Example in point, you must cost the expense of the envelopes, the time to purchase your envelopes, complete, print and attach mailing labels, time and expense to take packages to Post Office etc.
Similarly, your costs in time to list items, answer emails etc. If you were paying employees to do this, their hourly rate would be factored into the cost so that you could arrive at a true 'per envelope' mailing cost and true management costs in running the business.
You may be calculating what your eBay and PayPal fees are and allocate a shipping charge sufficient to recover those fees but you are writing off other costs (some hard costs, some soft such as your personal time) at the same time.
In the accounting world, marketing and finance costs (eBay and PayPal fees) should be something that you are covering in the selling price of your item.

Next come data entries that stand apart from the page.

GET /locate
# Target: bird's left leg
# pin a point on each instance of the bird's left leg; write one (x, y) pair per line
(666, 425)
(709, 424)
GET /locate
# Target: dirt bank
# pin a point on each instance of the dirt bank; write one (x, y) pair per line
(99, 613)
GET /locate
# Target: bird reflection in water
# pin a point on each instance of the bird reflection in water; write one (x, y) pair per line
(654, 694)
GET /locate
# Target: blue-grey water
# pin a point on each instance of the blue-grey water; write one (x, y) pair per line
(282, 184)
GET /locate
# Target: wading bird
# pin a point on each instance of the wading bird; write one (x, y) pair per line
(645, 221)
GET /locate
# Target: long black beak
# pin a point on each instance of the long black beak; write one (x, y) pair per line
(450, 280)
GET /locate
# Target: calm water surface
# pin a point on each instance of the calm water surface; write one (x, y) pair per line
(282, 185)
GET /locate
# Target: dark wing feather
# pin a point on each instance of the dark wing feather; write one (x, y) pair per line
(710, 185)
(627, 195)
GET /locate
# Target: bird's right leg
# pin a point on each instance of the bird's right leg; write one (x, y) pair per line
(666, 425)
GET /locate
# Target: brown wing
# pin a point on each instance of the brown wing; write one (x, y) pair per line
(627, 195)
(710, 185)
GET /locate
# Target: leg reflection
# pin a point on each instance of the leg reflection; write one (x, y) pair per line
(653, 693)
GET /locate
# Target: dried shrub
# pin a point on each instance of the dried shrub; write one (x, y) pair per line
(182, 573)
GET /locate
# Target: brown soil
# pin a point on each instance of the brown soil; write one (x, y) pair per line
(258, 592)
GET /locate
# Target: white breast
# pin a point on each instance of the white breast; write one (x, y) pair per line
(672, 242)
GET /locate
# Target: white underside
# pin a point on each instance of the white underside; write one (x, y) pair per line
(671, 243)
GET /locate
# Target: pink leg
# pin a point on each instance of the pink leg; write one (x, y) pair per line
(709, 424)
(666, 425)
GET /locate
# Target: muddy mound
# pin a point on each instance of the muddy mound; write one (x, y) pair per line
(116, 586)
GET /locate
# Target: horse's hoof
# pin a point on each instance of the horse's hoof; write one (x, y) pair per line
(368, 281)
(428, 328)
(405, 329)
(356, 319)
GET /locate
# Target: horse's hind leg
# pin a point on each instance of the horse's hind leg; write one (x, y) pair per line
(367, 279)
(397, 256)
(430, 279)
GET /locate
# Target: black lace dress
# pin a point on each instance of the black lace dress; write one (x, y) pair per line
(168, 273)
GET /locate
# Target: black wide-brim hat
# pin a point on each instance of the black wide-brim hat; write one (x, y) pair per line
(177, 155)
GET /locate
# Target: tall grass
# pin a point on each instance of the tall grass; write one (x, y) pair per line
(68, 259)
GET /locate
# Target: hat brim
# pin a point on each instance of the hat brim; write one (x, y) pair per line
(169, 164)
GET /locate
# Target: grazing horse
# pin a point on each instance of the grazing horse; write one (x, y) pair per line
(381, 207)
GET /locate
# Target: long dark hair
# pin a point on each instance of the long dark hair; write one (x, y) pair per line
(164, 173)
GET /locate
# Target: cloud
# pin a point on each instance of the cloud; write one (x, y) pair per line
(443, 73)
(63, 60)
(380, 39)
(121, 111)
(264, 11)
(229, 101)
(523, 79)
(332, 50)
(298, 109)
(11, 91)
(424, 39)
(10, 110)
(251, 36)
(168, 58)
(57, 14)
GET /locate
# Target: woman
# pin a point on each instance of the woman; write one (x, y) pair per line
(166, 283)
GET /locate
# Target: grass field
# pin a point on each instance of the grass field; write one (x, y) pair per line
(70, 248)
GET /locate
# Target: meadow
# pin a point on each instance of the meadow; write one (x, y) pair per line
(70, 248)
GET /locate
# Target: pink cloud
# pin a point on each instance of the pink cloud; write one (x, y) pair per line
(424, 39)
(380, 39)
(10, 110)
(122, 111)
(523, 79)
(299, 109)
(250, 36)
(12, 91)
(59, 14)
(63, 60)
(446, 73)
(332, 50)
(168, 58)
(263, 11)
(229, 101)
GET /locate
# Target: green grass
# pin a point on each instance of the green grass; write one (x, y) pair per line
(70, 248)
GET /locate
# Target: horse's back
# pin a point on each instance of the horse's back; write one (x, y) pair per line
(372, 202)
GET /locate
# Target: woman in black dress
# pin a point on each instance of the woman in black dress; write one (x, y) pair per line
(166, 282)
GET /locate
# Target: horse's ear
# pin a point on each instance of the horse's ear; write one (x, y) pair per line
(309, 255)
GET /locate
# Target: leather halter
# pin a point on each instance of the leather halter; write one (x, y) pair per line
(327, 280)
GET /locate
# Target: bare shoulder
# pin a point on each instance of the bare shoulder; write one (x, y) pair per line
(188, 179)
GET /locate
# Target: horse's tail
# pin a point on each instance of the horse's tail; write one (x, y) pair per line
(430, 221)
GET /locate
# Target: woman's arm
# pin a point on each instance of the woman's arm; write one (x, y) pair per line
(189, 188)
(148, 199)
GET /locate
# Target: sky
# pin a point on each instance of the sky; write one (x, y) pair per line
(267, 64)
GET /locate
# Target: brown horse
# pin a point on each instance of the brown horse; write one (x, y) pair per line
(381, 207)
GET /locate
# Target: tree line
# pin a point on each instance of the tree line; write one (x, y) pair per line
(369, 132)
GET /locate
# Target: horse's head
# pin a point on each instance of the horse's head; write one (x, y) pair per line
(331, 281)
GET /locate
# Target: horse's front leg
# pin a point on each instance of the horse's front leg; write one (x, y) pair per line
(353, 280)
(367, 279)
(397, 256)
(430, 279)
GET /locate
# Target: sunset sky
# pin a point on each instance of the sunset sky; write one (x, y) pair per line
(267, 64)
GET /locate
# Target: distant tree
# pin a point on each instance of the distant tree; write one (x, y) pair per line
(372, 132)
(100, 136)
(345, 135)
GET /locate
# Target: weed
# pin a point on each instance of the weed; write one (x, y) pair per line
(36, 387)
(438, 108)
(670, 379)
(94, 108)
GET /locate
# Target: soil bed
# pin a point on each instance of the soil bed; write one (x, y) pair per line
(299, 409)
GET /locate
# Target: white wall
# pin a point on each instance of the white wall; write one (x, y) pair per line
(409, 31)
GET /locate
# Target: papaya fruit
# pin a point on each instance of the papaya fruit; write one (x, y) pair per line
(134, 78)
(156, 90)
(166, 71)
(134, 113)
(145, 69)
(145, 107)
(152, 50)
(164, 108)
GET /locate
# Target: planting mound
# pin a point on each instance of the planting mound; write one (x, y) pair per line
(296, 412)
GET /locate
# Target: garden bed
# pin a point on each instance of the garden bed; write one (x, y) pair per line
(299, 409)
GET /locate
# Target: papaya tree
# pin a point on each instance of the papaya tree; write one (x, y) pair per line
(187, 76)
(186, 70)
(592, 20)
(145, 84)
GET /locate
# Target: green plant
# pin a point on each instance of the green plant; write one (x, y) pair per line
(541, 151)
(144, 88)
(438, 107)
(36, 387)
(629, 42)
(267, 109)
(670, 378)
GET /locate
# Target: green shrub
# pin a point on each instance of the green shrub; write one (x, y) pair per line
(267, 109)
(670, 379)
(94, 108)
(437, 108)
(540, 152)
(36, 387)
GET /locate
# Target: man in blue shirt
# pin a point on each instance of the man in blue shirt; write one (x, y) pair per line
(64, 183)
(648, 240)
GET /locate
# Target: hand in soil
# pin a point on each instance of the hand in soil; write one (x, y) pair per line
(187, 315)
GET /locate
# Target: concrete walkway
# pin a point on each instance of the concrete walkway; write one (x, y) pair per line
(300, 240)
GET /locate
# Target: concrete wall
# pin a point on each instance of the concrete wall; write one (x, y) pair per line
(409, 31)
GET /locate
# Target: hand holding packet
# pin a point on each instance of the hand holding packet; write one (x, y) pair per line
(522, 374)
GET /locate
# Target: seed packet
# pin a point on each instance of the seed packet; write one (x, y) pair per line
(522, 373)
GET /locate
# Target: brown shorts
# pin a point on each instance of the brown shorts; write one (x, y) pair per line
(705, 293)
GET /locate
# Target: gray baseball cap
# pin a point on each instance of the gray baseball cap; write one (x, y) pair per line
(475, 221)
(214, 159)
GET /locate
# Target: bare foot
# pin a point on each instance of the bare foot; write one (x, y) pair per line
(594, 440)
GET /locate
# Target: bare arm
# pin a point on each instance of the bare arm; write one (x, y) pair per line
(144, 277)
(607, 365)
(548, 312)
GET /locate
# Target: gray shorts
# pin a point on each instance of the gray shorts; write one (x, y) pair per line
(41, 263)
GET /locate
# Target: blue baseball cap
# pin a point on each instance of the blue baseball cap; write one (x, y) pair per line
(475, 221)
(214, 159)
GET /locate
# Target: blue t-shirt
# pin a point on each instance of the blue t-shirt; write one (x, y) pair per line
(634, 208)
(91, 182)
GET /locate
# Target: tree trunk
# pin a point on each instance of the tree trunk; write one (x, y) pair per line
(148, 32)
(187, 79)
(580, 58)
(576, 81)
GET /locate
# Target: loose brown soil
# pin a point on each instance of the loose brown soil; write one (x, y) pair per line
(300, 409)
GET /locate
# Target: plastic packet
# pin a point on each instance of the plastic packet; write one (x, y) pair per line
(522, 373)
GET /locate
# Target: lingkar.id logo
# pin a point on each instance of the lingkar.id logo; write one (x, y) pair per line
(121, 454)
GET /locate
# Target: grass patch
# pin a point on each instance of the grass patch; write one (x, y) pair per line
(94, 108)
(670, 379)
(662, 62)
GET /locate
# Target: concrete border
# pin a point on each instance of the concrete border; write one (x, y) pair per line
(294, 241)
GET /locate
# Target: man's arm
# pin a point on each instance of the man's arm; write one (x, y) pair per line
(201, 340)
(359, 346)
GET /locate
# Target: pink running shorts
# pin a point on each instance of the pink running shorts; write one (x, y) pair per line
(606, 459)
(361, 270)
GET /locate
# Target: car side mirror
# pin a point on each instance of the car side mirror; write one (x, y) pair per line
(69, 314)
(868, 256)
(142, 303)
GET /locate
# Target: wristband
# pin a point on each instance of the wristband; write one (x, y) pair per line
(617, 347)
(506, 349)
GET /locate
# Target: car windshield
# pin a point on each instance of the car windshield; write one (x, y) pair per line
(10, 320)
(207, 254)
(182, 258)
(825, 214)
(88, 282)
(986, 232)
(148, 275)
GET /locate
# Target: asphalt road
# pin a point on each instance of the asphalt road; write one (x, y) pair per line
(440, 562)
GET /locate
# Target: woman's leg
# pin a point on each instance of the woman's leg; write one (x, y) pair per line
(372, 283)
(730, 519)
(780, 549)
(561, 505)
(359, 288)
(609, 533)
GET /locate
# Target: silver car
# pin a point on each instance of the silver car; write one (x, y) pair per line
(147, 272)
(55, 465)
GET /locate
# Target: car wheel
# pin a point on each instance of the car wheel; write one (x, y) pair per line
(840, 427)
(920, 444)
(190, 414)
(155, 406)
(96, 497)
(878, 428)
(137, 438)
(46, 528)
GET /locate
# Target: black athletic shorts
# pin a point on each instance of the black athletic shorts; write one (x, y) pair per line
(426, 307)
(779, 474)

If you need to recover eBay and PayPal fees from shipping costs in order to make a profit from your selling price, then it is time to look for other items to sell, you are living on too tight a margin to make a buck unless selling hundreds of thousands of those items per month.
In the accounting world, you are supposed to charge GST on your shiping charges for goods sold within Canada, so ideally, subject to an audit, you could be liable for paying the Government 7% on that "padded" shipping amount that you charge your Canadian customers.
I just believe that you should always look at what you are selling and if you cant make a profit off of the selling price, move on and sell something different.
Just like in WorldCom or Northern Telecom, you can only play with the numbers so long before people realize that you arent making the profit you say you are.
In this case, we are only fooling ourselves by showing a profit from sales when we have to allocate some of the fees associated with selling the item to shipping charges.